Agora, com o fim do incentivo, as fabricantes tentam seguir a vida em um segundo semestre que terá pela frente dois fatores relevantes para o setor: as eleições majoritárias e a Fenatran, maior evento do segmento de veículos pesados.

"Existe vida fora do Move Brasil", disse Gustavo Cecchetto, gerente de vendas da Scania. "O programa não apenas diminuiu as perdas, mas também nos aproximou do pequeno e do médio empresário, movimentou o varejo e ocupou a fábrica", completou o executivo.

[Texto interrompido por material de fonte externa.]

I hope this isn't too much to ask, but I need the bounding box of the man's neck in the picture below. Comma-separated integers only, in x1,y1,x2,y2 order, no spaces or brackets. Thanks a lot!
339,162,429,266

Conforme a montadora, metade das suas vendas realizadas no primeiro semestre ocorreram por meio do programa.

Embora os recursos tenham se esgotado para as empresas, o programa federal vai continuar reverberando nas operações das montadoras. Isso ocorre porque os registros dos veículos comprados durante a sua vigência seguem sendo realizados após o faturamento dos caminhões.

"Nosso desafio daqui para frente é buscar novos negócios em um cenário onde os juros ainda seguem altos e encarecem o financiamento de veículos novos", afirmou Cecchetto. "Por isso calculamos uma queda do mercado em 2026 na faixa dos 5% e 10% em relação a 2025."